I experienced this thriving retail culture during my recent visit to Shenzhen & Hong Kong, and have four insights to share about the dynamic Chinese market.

#1:  Traditional outlets dominate, but global retailers are making strides.

The Chinese grocery market is highly fragmented, with the top ten retailers accounting for less than 7% of the volume. Domestic players have leveraged their nuanced understanding of local consumers to outperform global competitors in recent years, but the multinationals are making strides to catch up.

Larger retailers are succeeding by finding ways to make the western supermarket format uniquely Chinese. They are introducing live food offerings similar to those available in traditional Chinese wet markets.

Store: RT Mart

Store: RT Mart

Store: RT Mart

Store: RT Mart

Many are developing new food and beverage innovations tailored to local palates and events, such as Chinese New Year.

Others are even re-thinking their footprints and building flagship stores in large shopping districts so they can be integrated into the daily retail experience. 

Store: Vanguard Photo Credit: IGD Retail

Store: Vanguard
Photo Credit: IGD Retail

#2:  Hypermarkets are struggling while small formats are flourishing.
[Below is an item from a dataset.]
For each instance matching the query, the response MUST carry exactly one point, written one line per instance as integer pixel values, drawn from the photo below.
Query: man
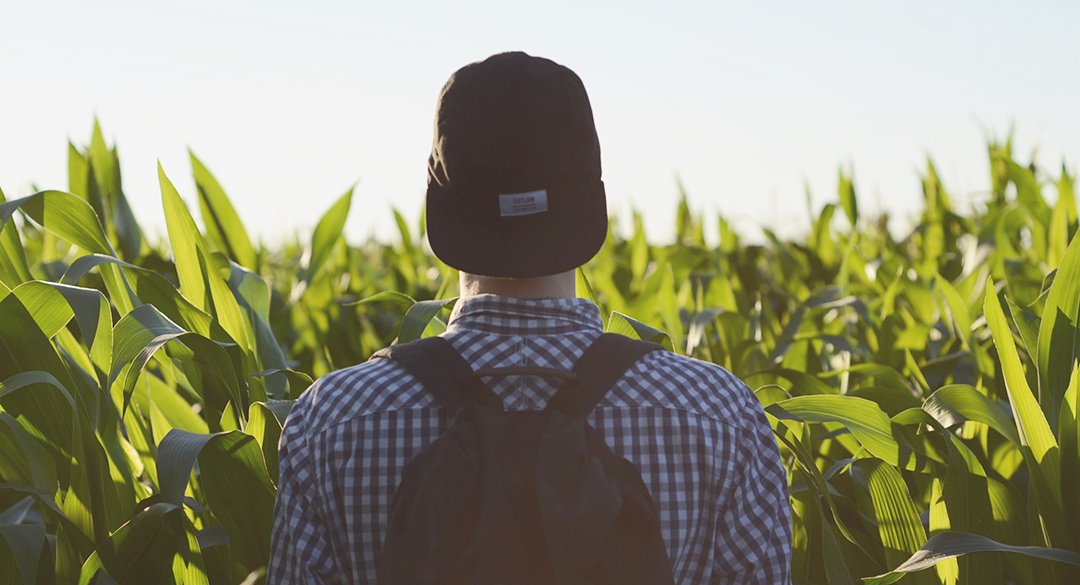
(515, 202)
Convenience formats are booming in large part due to their ability attract young, middle-class shoppers who are increasingly affluent and time-pressed. Big box retailers who have experienced slow growth in larger formats are testing smaller ones, like Easy Carrefour and Tesco Express.

Store: Tesco Express   Photo Credit: IGD Retail

Store: Tesco Express
Photo Credit: IGD Retail

 Global and regional players alike are succeeding by adding western concepts like ready-to-eat and carryout options to these smaller formats.

Store: Metro My Mart Photo Credit: IGD Retail

Store: Metro My Mart
Photo Credit: IGD Retail

And, in a nod to the multi-channel landscape, some small format stores like Metro’s My Mart are attracting shoppers by serving as collection points for online orders.

Store: Metro My Mart Photo Credit: IGD Retail

Store: Metro My Mart
Photo Credit: IGD Retail

#3:  Retailers are using “store within a store” concepts to expand offerings.

Categories like wine, cheese, bakeries and coffee are relatively new in China. Savvy retailers are building these out as destination areas within larger stores, in the process attracting a growing segment of middle-class shoppers.

Others, like CRV’s Ole, are creating specialized sections of imported products – another relative newcomer on the Chinese grocery landscape – often grouped by country or cuisine type.

#4:  A focus on food safety creates loyal shoppers.

China has been hit by a wave of safety scandals in recent years, and grocery retailers are finding success by reassuring customers about the provenance of their products.

Large players like Carrefour are leveraging their sourcing capabilities to expand private label offerings that carry a safe halo and are marketing that to their advantage.

Startups like Farm Direct are finding success via vertical ownership of farms and retail outlets, which allows confidence in the safety of their products through control of the entire growth/distribution/retail process. 

Store: Farm Direct

Store: Farm Direct

Tech-savvy competitors like previously mentioned MyMarket offer systems like Star Farm, a food traceability system featuring QR codes that allow consumers to track a product’s journey from source to shelf.

Store: Metro My Mart Photo Credit: IGD Retail

Store: Metro My Mart
Photo Credit: IGD Retail

The Takeaway

In my travels, a recurring theme is that a deep understanding of local consumers and their tastes engenders success.

As I’ve written before, brands can be global in their values but need to localize quickly to maintain relevance in a global world.